I think in responding to this, I have to consider if I actually have broken free. At the macro level, I think it’s safe to say that I have not. I feel very trapped inside the imagination of a capitalistic, materialistic, progress-for-progress’s sake culture. Despite lofty goals, I find it hard to break from the worn-in paths defined above. But if I have taken anything from this reading, it is that a macro-level reading of experience might not be the most fruitful place to start, so let’s look for some bright spots, shall we?

Being an artist, maker, and designer is a break from some imaginations. Growing up, I knew that I was vocationally called to making things, but it was not clear how that would translate into a career path. It is probably a similar story for many such artists and designers (and peers in this program!), but the imagined state of “starving artist” is pervasive. I was lucky to have a network of support that trusted me as I learned to trust myself, fumbling forward through art, craftspersonship, and several other threads to my current home in the world of design.

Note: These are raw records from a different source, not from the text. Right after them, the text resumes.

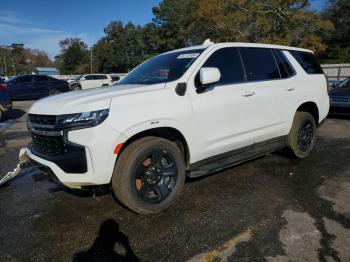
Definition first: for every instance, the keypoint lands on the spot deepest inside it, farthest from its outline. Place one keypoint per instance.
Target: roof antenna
(208, 42)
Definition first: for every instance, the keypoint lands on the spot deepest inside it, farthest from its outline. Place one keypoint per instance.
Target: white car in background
(93, 81)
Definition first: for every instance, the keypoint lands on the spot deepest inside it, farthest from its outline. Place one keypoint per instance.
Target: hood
(340, 92)
(87, 100)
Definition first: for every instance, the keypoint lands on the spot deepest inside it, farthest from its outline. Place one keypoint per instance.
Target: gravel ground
(271, 209)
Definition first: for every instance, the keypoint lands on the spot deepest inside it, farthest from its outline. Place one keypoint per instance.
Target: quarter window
(307, 62)
(283, 64)
(227, 60)
(259, 64)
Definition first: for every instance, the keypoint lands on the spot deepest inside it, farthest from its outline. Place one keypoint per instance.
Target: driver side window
(228, 61)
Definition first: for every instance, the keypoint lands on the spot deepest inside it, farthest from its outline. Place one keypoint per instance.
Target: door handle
(248, 93)
(290, 89)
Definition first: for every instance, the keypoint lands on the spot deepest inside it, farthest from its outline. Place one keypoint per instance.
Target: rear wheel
(302, 137)
(149, 175)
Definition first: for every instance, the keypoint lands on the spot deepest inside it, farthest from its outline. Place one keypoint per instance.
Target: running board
(222, 161)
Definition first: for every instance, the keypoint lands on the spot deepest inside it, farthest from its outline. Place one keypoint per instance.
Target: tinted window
(115, 78)
(259, 64)
(163, 68)
(307, 62)
(345, 83)
(284, 66)
(23, 79)
(227, 60)
(39, 78)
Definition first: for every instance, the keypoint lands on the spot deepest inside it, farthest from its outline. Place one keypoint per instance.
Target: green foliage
(180, 23)
(124, 47)
(74, 56)
(338, 50)
(17, 59)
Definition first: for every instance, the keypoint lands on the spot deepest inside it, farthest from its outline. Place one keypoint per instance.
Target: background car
(5, 102)
(92, 81)
(340, 97)
(116, 77)
(30, 87)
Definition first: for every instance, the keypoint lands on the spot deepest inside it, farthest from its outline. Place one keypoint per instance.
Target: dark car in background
(340, 97)
(30, 87)
(5, 102)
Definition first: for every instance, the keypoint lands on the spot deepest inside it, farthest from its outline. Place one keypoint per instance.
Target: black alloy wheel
(155, 177)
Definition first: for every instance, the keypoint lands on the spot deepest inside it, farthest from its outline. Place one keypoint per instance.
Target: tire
(54, 91)
(149, 186)
(75, 87)
(302, 137)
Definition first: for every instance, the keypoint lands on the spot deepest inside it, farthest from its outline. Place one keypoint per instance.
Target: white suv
(189, 112)
(94, 81)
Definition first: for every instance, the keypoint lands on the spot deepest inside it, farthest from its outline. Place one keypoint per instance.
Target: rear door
(246, 106)
(272, 99)
(21, 88)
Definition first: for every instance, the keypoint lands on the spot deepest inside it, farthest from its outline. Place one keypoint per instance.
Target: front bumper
(98, 144)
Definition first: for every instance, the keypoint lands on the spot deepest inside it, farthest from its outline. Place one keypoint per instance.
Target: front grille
(49, 142)
(48, 145)
(42, 119)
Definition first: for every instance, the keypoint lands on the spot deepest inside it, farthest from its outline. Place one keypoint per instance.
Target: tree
(74, 54)
(288, 22)
(338, 12)
(124, 47)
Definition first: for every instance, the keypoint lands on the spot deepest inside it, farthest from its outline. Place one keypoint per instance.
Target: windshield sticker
(188, 56)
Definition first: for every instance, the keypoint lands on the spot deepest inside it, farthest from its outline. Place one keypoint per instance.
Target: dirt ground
(271, 209)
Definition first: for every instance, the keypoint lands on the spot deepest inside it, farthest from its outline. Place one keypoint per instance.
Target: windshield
(345, 83)
(163, 68)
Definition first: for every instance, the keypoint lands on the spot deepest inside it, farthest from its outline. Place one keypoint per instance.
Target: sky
(42, 23)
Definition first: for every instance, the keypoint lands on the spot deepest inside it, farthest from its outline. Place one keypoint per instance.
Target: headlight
(82, 120)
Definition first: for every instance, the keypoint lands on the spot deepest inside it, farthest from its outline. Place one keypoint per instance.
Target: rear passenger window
(259, 64)
(227, 60)
(40, 78)
(89, 77)
(284, 66)
(307, 62)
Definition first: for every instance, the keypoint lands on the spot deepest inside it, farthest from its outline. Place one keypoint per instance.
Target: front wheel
(149, 175)
(302, 137)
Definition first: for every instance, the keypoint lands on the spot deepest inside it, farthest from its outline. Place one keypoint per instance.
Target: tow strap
(23, 162)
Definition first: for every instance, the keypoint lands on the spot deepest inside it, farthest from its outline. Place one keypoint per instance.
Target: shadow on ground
(103, 248)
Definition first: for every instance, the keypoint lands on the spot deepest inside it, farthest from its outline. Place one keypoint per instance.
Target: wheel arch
(170, 133)
(310, 107)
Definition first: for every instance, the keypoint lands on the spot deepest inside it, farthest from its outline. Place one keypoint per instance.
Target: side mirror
(207, 76)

Other examples might be found in moments of change — moving to new cities, leaving jobs, leaving boyfriends. Deciding that something different is out there, and that “different” looked promising. I do want to spend more energy imagining futures that I want to see, for myself and for the world around me.

 

  • Small is good, small is all.
  • Change is constant. (Be like water.)
  • There is always enough time for the right work.
  • There is a conversation in the room that only these people at this moment can have. Find it.
  • Never a failure, always a lesson.
  • Trust the people. (If you trust the people, they become trustworthy.)
  • Move at the speed of trust. Focus on critical connections more than on critical mass — build the resilience by building the relationships.
  • Less prep, more presence.
  • What you pay attention to grows.

Q: Do you find any of these principles more difficult to achieve than others in your own creative practice? How?

I am heartened by the idea that “small is good, small is all.” I hesitate to call what I do a “creative practice,” even though I think that empirically that’s what it is. But the work that I do is sporadic, scattered, and simple. The things that I do feel small. Embracing “small” makes me feel as though I can do work that would fit into something I would call a practice. That it doesn’t have to be daunting, it doesn’t have to be complex, it just has to be, and hopefully be intentional. I am excited to focus on setting intention in order to catalyze small works.

1 thought on “Emergent Strategy Response”

  1. Disrupting socialization and institutionalized power dynamics is life-long work. Audre Lorde, who self-identified as a black lesbian feminist writer and activist, wrote: “The master’s tools will never dismantle the master’s house.” I am reminded of this in regard to your practice. Perhaps you are sublimating the construct of what constitutes “real” work or a validated practice as you find your way to “small.”